He began as a boy-first at four, then resuming at
81-when Burd began collecting cigar bands, buttons, coins ... all kinds
of things campers left at what is now Allegan County's West Side Park
"next to grandma's house after weekends.
"Grandma bought a
50-foot lot by the beach in 1923 for $300," says Burd, who grew up to
be an accountant. "It might sell for $700,000 today."
He
accounted in Bangkok, Ankara, Istanbul and Tehran, always coming home
to visit family on Lake Michigan. He and his wife, Jean, raised three
sons:
- Stephen, co-owner of Saugatuck Traders clothing store.
- Douglas, who, failing to find a job in commercial art, went to work for the International Monetary Fund.
- Mark, employed by mortgage giant Fannie Mae.
"My younger sons have had interesting times in Washington, D.C., lately," their father says.
After
Jean died two years ago. Burd moved to Harbours Senior Apartments and
started to fish around for new pastimes. Long-standing ones include
sitting down to play bridge and walking three miles, using Nordic
poles, to the Saugatuck post office every day.
A visit to Water
Street Gallery in Douglas last year introduced Burd, at 81, to folk-art
sculptures by "world-famous fish-maker" Jesse Hickman.
"He puts antlers and really-fanciful things on
his sculptures," Burd says. "Mine tend to be more realistic. I'm not
trying to copy him, just have fun."
His first effort, "Chloe,"
was made from a naturally-curved three-foot branch broken off a tree.
Fish two, "Cleo," was fashioned from flat driftwood.
"They're from beech or things I find on the beach," Burd says.
He
saws, sands and drills wood to the shape he wants, attaches metal or
wooden "fins," adorns, paints, decoupages and shellacks his creations
toward culmination.
"I'm always looking for fish eyes; porcelain doorknobs, buttons, bottle caps, costume jewelry ..." Burd says.
His
fourth fish, "Winston," boasted a head, tail and stripes fashioned from
cigar bands, plus teeth chomping on a stogie. Fish five, "Lambert,"

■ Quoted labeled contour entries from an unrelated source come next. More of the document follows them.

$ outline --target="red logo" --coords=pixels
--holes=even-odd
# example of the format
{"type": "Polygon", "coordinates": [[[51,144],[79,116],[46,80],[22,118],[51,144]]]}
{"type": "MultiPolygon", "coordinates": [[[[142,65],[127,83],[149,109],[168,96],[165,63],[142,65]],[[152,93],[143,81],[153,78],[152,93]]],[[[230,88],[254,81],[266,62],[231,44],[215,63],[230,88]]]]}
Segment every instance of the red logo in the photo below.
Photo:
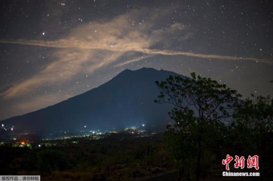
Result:
{"type": "MultiPolygon", "coordinates": [[[[229,163],[233,159],[233,157],[230,156],[229,155],[226,155],[226,158],[222,161],[222,164],[226,166],[226,170],[229,170],[229,163]]],[[[234,161],[235,163],[234,164],[234,168],[235,169],[238,169],[239,167],[241,168],[241,169],[243,169],[245,168],[245,157],[243,156],[242,156],[241,157],[239,157],[237,155],[235,155],[235,159],[234,161]]],[[[250,155],[248,156],[248,159],[247,159],[247,168],[248,169],[251,169],[252,168],[255,168],[256,170],[259,170],[259,156],[258,155],[254,155],[253,157],[251,157],[250,155]]]]}

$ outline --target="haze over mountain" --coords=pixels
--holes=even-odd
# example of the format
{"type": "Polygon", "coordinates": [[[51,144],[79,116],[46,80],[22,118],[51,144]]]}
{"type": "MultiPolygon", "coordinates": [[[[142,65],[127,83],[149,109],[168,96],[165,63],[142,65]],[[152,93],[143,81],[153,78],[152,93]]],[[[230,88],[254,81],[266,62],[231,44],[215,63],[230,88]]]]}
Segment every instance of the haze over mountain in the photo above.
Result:
{"type": "MultiPolygon", "coordinates": [[[[166,124],[171,105],[153,102],[159,92],[154,82],[177,74],[151,68],[126,69],[108,82],[82,94],[0,122],[14,130],[48,134],[61,130],[116,129],[166,124]]],[[[182,76],[182,75],[181,75],[182,76]]]]}

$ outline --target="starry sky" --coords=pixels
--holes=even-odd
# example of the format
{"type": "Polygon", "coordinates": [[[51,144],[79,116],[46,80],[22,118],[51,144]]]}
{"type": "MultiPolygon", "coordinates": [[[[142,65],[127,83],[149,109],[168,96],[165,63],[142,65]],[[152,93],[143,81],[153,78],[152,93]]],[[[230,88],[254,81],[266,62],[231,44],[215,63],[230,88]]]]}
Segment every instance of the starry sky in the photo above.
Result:
{"type": "Polygon", "coordinates": [[[143,67],[273,95],[273,1],[0,2],[0,120],[143,67]]]}

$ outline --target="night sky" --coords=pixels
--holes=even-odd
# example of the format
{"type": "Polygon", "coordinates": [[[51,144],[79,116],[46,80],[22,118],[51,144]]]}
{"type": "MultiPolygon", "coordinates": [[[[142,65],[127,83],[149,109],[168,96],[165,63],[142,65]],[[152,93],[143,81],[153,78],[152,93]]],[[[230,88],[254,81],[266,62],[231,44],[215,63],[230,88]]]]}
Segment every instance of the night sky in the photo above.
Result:
{"type": "Polygon", "coordinates": [[[0,120],[143,67],[194,71],[244,97],[273,95],[272,0],[0,4],[0,120]]]}

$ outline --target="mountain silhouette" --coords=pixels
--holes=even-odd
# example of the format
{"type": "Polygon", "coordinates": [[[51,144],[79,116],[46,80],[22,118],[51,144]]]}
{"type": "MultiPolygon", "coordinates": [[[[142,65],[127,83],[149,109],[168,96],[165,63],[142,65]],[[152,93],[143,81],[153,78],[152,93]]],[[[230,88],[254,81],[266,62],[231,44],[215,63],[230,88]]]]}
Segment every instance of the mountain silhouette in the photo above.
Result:
{"type": "Polygon", "coordinates": [[[170,120],[168,112],[172,106],[154,103],[159,94],[154,82],[170,75],[178,74],[152,68],[126,69],[82,94],[0,122],[14,126],[14,130],[41,135],[79,131],[85,126],[92,130],[166,124],[170,120]]]}

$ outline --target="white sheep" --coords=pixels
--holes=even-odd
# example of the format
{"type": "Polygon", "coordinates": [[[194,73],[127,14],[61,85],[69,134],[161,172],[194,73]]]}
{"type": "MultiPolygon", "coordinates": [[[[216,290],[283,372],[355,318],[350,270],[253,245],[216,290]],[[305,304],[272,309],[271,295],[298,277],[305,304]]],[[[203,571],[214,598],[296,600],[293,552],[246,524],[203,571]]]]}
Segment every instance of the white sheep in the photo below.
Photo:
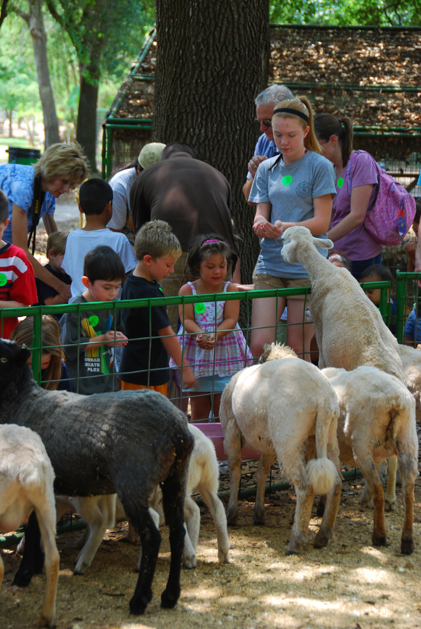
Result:
{"type": "Polygon", "coordinates": [[[247,367],[236,374],[222,395],[220,416],[230,471],[228,523],[238,514],[241,447],[245,441],[261,453],[256,472],[254,524],[265,522],[265,485],[275,456],[297,495],[292,535],[287,554],[299,553],[307,539],[314,493],[327,494],[327,506],[314,545],[332,535],[342,482],[336,430],[339,409],[329,379],[314,365],[287,357],[247,367]],[[317,459],[305,460],[309,440],[317,459]]]}
{"type": "MultiPolygon", "coordinates": [[[[55,544],[54,472],[38,435],[0,425],[0,530],[15,531],[35,510],[45,552],[46,583],[38,626],[54,626],[60,557],[55,544]]],[[[0,556],[0,585],[4,567],[0,556]]]]}
{"type": "Polygon", "coordinates": [[[315,238],[306,227],[288,227],[282,253],[300,262],[312,286],[310,309],[319,347],[319,366],[350,370],[371,365],[406,384],[398,342],[375,304],[346,269],[336,267],[317,251],[329,240],[315,238]]]}
{"type": "Polygon", "coordinates": [[[386,543],[378,468],[385,458],[396,460],[394,455],[399,456],[405,505],[401,550],[410,554],[414,548],[414,483],[418,476],[414,399],[398,378],[376,367],[361,366],[352,371],[327,367],[323,373],[336,392],[341,409],[337,428],[341,461],[359,468],[373,496],[375,545],[386,543]]]}
{"type": "MultiPolygon", "coordinates": [[[[186,568],[196,567],[196,548],[199,542],[200,526],[200,511],[191,497],[197,491],[207,504],[215,523],[218,545],[218,559],[221,563],[229,561],[229,542],[227,532],[227,518],[225,510],[218,498],[219,469],[215,448],[210,439],[199,428],[188,425],[190,433],[194,437],[194,447],[189,465],[189,474],[184,502],[184,520],[186,535],[184,538],[183,565],[186,568]]],[[[161,504],[161,493],[158,487],[150,498],[150,514],[155,525],[163,523],[163,513],[161,504]]],[[[116,518],[126,520],[126,516],[120,500],[116,494],[109,496],[59,496],[58,497],[57,516],[59,518],[70,507],[79,513],[86,521],[88,526],[77,543],[82,548],[76,559],[75,574],[83,574],[90,565],[107,528],[115,526],[116,518]]],[[[128,539],[136,542],[138,535],[130,523],[128,539]]],[[[141,551],[136,565],[139,571],[141,551]]]]}
{"type": "Polygon", "coordinates": [[[417,420],[421,421],[421,352],[410,345],[399,345],[407,385],[415,398],[417,420]]]}

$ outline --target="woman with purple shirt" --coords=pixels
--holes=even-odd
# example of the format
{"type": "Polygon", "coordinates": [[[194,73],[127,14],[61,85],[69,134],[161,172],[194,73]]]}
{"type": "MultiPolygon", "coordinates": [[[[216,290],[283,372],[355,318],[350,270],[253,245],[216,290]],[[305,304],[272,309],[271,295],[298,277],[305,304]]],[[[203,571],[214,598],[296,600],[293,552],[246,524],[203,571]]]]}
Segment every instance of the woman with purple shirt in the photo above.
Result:
{"type": "Polygon", "coordinates": [[[373,204],[377,187],[376,162],[369,153],[353,150],[353,123],[349,118],[317,114],[314,130],[323,154],[335,167],[336,196],[327,236],[335,247],[353,262],[356,279],[371,264],[381,264],[382,247],[364,226],[368,209],[373,204]],[[348,192],[347,167],[350,158],[351,192],[348,192]]]}

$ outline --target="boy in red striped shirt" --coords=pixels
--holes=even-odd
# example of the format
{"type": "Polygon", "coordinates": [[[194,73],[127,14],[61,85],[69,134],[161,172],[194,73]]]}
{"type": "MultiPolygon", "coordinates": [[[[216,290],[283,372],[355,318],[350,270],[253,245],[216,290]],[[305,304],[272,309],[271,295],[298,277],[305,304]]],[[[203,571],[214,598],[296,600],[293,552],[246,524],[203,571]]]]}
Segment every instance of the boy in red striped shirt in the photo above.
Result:
{"type": "Polygon", "coordinates": [[[0,336],[9,338],[17,317],[1,316],[2,308],[19,308],[38,301],[35,277],[28,256],[20,247],[3,240],[9,223],[9,201],[0,190],[0,336]]]}

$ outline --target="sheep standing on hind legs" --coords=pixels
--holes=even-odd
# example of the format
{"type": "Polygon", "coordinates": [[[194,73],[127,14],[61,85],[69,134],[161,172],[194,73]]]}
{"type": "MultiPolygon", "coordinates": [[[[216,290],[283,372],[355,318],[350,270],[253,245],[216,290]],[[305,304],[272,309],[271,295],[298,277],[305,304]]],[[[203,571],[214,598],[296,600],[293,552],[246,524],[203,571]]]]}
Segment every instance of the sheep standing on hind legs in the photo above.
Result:
{"type": "MultiPolygon", "coordinates": [[[[0,426],[0,531],[15,531],[35,509],[45,550],[46,584],[38,626],[54,626],[59,555],[55,545],[54,472],[38,435],[0,426]]],[[[4,567],[0,556],[0,586],[4,567]]]]}
{"type": "MultiPolygon", "coordinates": [[[[171,564],[161,606],[180,596],[184,542],[183,506],[194,439],[185,416],[155,391],[91,396],[49,391],[35,382],[28,350],[0,340],[0,423],[25,425],[42,439],[55,473],[55,490],[65,495],[117,493],[140,536],[143,552],[132,613],[152,599],[161,536],[149,513],[148,499],[161,484],[170,528],[171,564]]],[[[33,574],[28,538],[16,577],[25,584],[33,574]]]]}
{"type": "MultiPolygon", "coordinates": [[[[312,286],[310,309],[319,347],[319,367],[350,371],[376,367],[407,384],[399,345],[375,304],[346,269],[336,267],[316,247],[330,249],[331,240],[315,238],[306,227],[288,227],[282,234],[282,257],[299,262],[312,286]]],[[[396,461],[393,461],[396,470],[396,461]]],[[[388,481],[385,508],[395,508],[395,477],[388,481]]]]}
{"type": "Polygon", "coordinates": [[[282,237],[283,257],[302,264],[310,277],[319,367],[350,371],[371,365],[406,385],[398,342],[379,310],[349,271],[336,267],[317,251],[317,247],[331,248],[332,241],[315,238],[306,227],[288,227],[282,237]]]}
{"type": "Polygon", "coordinates": [[[298,554],[306,540],[314,493],[327,494],[317,548],[332,537],[342,488],[336,430],[339,409],[328,379],[314,365],[285,358],[243,369],[222,393],[220,416],[230,471],[228,523],[238,515],[241,447],[261,453],[254,524],[265,522],[265,485],[275,456],[297,495],[292,535],[287,554],[298,554]],[[299,394],[297,386],[300,387],[299,394]],[[306,463],[309,440],[315,438],[317,459],[306,463]]]}

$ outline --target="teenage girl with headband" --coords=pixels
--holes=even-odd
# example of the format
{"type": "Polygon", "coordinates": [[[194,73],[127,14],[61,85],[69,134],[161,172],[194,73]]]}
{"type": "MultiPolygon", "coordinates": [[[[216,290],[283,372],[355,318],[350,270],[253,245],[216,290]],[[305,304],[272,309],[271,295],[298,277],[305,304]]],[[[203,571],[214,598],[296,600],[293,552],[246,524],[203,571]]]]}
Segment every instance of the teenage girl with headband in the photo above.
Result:
{"type": "MultiPolygon", "coordinates": [[[[257,204],[253,230],[262,238],[255,290],[310,286],[305,269],[282,258],[280,237],[287,228],[302,225],[314,236],[326,238],[335,194],[333,167],[321,154],[309,100],[302,96],[278,103],[272,128],[281,155],[259,165],[249,197],[249,201],[257,204]]],[[[327,255],[327,250],[319,251],[327,255]]],[[[314,327],[304,318],[308,302],[305,295],[253,299],[253,356],[260,356],[263,345],[275,340],[276,326],[287,305],[287,342],[309,360],[314,327]]]]}

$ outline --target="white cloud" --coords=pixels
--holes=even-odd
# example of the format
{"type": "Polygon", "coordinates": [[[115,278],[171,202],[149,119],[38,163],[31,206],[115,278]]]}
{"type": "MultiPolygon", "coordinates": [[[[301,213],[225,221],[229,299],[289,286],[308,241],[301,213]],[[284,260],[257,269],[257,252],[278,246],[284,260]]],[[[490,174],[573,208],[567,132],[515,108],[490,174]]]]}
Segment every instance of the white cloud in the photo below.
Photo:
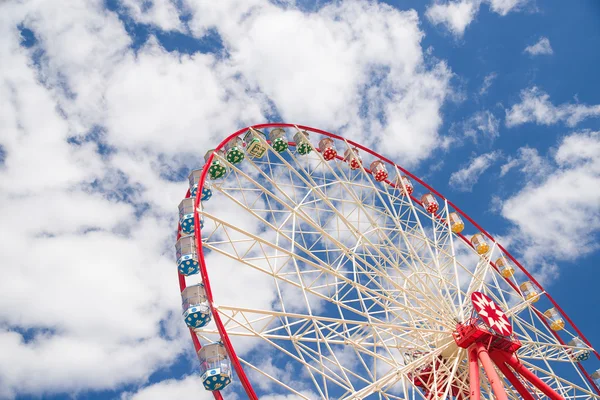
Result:
{"type": "Polygon", "coordinates": [[[527,46],[524,51],[526,53],[531,54],[532,56],[554,54],[554,50],[552,50],[552,46],[550,46],[550,40],[547,37],[543,36],[540,38],[540,40],[538,40],[536,44],[527,46]]]}
{"type": "Polygon", "coordinates": [[[427,8],[426,16],[433,24],[443,24],[456,36],[462,36],[467,26],[475,19],[479,2],[463,0],[436,3],[427,8]]]}
{"type": "MultiPolygon", "coordinates": [[[[189,375],[181,380],[168,379],[146,386],[135,393],[123,393],[121,400],[163,400],[163,399],[198,399],[213,400],[212,392],[204,390],[200,376],[189,375]]],[[[227,398],[233,400],[238,396],[229,391],[227,398]]]]}
{"type": "Polygon", "coordinates": [[[456,190],[469,192],[477,183],[481,175],[498,159],[500,152],[481,154],[469,161],[465,168],[450,175],[449,185],[456,190]]]}
{"type": "Polygon", "coordinates": [[[180,31],[182,24],[173,0],[121,0],[138,22],[152,24],[165,31],[180,31]]]}
{"type": "Polygon", "coordinates": [[[216,28],[232,65],[284,120],[336,130],[406,164],[443,145],[451,72],[443,62],[425,67],[416,12],[356,0],[311,14],[238,3],[190,2],[190,27],[216,28]]]}
{"type": "Polygon", "coordinates": [[[478,111],[462,123],[462,130],[466,137],[475,142],[483,140],[493,141],[499,136],[500,121],[489,110],[478,111]]]}
{"type": "Polygon", "coordinates": [[[506,126],[513,127],[528,122],[541,125],[552,125],[564,122],[567,126],[575,126],[586,118],[599,117],[600,104],[561,104],[555,106],[550,102],[550,95],[531,87],[521,91],[521,102],[506,110],[506,126]]]}
{"type": "Polygon", "coordinates": [[[504,16],[520,9],[527,2],[528,0],[436,0],[427,8],[425,15],[431,23],[442,24],[455,36],[462,37],[483,3],[488,3],[493,12],[504,16]]]}
{"type": "Polygon", "coordinates": [[[600,231],[600,133],[567,136],[554,166],[505,200],[502,215],[515,225],[525,261],[574,260],[597,249],[600,231]]]}
{"type": "Polygon", "coordinates": [[[496,74],[495,72],[491,72],[485,76],[481,88],[479,88],[480,96],[483,96],[487,93],[487,91],[490,89],[490,87],[492,87],[492,83],[494,83],[494,80],[496,80],[497,77],[498,74],[496,74]]]}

sports a bottle of Kalik beer from Abocos, the Bahamas, inlaid into a
torso hole and sealed by Mighty Putty.
Burd's most-recent
creation, "Cigar," is his magnum opus, carved into a curve ("much more
realistic and time-consuming"), completely covered with cigar bands and
boasting teeth (made of dowels stuck in a pencil sharpener) chewing on
a stogie (an unsharpened, painted dowel) "I stuck in as you were
arriving here," he says.
You love fishing? we venture.
"Not really," Burd says. "I give them 15 minutes to bite. If they don't, I'm done."
Cigars?
"I smoke one a day. My sons got me started. They mail their cigar bands to me."
You figure to get rich selling these?
"I
don't care if they sell or not," says Burd, who has three fish showing
at You'nique Gallery. "It's just something to do that's fun for me."
He figures he spent close to 40 hours making "Cigar" and may spend at least as long on his next one.
"I just got another block of beech wood: four by four inches by three feet long," Burd says. "I'm planning to make him curved."
After that?
"The sea is the limit. We will see," Burd says.